Ce que prévoient les textes

  • Qui décerne aux communes le label Pavillon Bleu ?
    C’est l’office français de la Fondation pour l’éducation à l’environnement en Europe, créé en 1985, et devenu en 2017 l’association Teragir, basée dans le IXe arrondissement de Paris, qui accompagne les communes candidates et attribue ce label international.
     
  • Où obtenir la carte des plages Pavillon Bleu ?
    Il est possible de la consulter sur le site internet pavillonbleu.org, ou de la demander en ligne : pavillonbleu@teragir.org. On peut aussi contacter l’association au 01 45 49 40 50 ou bien écrire à Teragir, 115 rue du Faubourg Poissonnière, 75009 Paris.
     
  • Quels sont les critères d’obtention du Pavillon Bleu ?
    Comme je l’ai dit, il est très contraignant pour les communes candidates, car le cahier des charges auquel elles doivent se soumettre est considérable. Les critères, qui portent sur la commune et la plage, concernent : l’éducation à l’environnement, au moyen de cinq actions dont l’affichage d’un code de bonne conduite ; la gestion des déchets, tant pour la propreté que pour le traitement des ordures ménagères ; la gestion de l’eau, par des normes de qualité et des analyses régulières affichées sur les plages labellisées ; et l’environnement général, notamment pour les dispositifs d’accès aux personnes à mobilité réduite. Un jury spécialisé vient constater le respect de ces critères afin d’attribuer ce précieux Pavillon Bleu.
     
  • Combien de plages françaises possèdent le label Espace sans tabac ?
    Le nombre est difficilement évaluable en raison des fluctuations de réglementations entre communes. On parle de plusieurs centaines réparties sur l’ensemble de nos plages côtières et en Corse. Les affichages sont suffisamment abondants et clairs pour que les baigneurs ne puissent ignorer cette interdiction ! Elle a d’ailleurs été mise en place en raison du manque de savoir vivre des touristes qui abandonnent leurs mégots dans le sable.
     
  • Quelles sanctions sont encourues en cas d’infraction ?
    Selon la nomenclature normale des contraventions, fumer sur la plage vous expose à une amende de 3e classe, forfaitaire, allant de 68 à 180 €, si elle n’est pas payée dans les 45 jours. C’est la norme à laquelle se rallient de nombreuses communes, notamment sur la Côte d’Azur. Certaines optent pour des sanctions moins sévères, comme l’infraction à un arrêté de police, soit 11 et 17 € d’amende forfaitaire, majorée bien sûr en cas de paiement tardif.
     
  • Qui décide d’interdire l’accès à la plage aux chiens ? Que risquent les contrevenants ?
    Ce sont les maires des communes qui établissent cette interdiction d’accès aux lieux publics, incluant les parcs et jardins, mais aussi les plages. En règle générale, il s’agit d’une contravention de 1re classe allant jusqu’à 38 € (art. R610-5 du Code pénal), mais il peut y avoir un règlement sanitaire départemental qui prévoit alors une amende forfaitaire bien plus importante, de 135 € (375 € si elle est majorée).
     

- - - - - - - - - - 

De nombreuses plages sont polluées par des vacanciers mal élevés

Il est vrai que le label Pavillon Bleu attribué à une plage est une garantie de la qualité de l’eau et de la propreté de son sable.

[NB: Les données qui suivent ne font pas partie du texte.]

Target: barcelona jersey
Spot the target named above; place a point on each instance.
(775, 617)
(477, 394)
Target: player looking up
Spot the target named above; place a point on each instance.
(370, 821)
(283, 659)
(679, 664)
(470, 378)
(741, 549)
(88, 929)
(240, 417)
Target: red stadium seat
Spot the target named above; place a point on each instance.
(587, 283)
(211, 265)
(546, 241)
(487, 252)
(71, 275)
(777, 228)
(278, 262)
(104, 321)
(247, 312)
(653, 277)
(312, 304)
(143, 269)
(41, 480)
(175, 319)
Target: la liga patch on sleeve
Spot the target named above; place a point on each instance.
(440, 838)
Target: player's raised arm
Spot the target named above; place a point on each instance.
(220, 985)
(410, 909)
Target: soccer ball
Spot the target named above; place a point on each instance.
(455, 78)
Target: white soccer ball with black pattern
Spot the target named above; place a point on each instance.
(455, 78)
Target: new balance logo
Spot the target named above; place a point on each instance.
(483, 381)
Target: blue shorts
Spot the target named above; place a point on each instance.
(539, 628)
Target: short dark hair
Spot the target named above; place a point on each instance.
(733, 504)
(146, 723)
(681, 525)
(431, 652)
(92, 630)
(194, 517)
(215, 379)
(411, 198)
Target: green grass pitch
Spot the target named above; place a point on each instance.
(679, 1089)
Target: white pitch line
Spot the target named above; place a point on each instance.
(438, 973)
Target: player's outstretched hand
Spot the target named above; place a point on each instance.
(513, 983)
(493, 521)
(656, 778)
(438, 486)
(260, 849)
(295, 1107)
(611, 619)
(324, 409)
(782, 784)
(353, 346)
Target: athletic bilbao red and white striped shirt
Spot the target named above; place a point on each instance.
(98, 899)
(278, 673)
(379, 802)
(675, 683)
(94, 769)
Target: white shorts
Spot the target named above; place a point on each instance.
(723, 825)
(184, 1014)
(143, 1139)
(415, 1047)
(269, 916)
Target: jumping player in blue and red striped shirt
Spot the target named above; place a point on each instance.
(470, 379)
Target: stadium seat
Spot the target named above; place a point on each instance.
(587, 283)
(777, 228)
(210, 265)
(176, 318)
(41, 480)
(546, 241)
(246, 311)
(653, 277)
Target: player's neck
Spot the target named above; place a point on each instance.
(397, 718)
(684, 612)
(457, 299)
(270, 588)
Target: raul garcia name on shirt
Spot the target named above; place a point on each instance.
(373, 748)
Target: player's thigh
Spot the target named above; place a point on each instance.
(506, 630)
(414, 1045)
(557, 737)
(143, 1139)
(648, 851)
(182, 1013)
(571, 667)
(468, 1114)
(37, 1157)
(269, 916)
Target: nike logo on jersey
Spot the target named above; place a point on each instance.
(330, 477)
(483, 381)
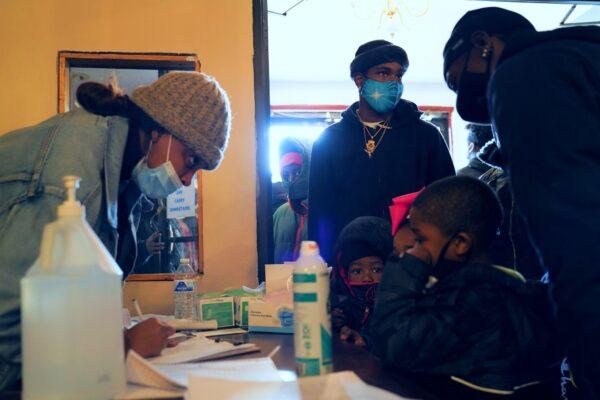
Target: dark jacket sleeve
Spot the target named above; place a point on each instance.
(440, 163)
(547, 117)
(321, 200)
(407, 334)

Soumis à des conditions draconiennes, il est particulièrement difficile à obtenir et à garder.

En fait, sur 4 000 points de baignade répertoriés, seuls 399 sites l’ont décroché.

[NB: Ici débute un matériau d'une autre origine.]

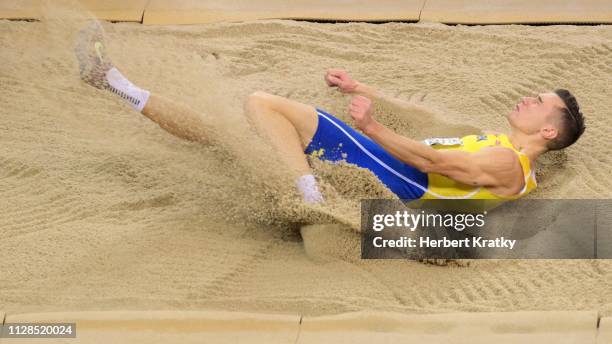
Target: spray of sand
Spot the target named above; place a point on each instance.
(102, 209)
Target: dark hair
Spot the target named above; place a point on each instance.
(572, 122)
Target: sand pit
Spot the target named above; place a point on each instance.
(100, 209)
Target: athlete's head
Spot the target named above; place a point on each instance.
(553, 118)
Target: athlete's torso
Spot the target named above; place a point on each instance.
(441, 187)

Ce qui me heurte le plus, c’est que de trop nombreuses plages sont polluées, soit par des estivants qui, peu soucieux de préserver leur lieu de baignade, y abandonnent détritus et mégots de cigarettes, soit par des déjections canines.

L’incivilité de ces irresponsables, un facteur important de dégradation de l’environnement, oblige les communes à mettre en place des services de surveillance – indépendants du sauvetage – pour lutter contre ces habitudes détestables.

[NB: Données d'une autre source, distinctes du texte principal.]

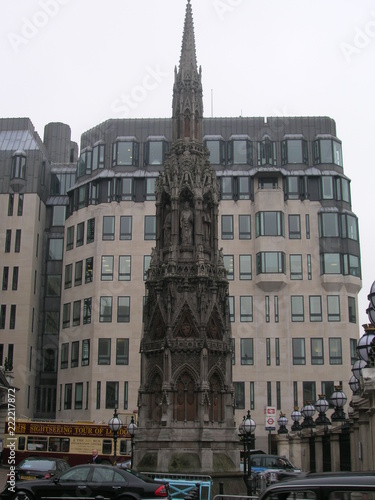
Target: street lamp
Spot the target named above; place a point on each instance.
(338, 400)
(132, 427)
(296, 417)
(115, 424)
(246, 429)
(308, 412)
(322, 406)
(282, 422)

La bonne volonté des autorités locales, qui vise au bien du plus grand nombre, est contrée par des baigneurs peu scrupuleux et, somme toute, malpropres.

S’ensuit cette réglementation contraignante, à laquelle je souscris, pour rappeler les règles basiques du civisme que chacun devrait connaître et observer.

C’est la réputation du pays qui se joue, car la France ne se situe pas au meilleur rang.

La Grèce et l’Espagne font nettement mieux.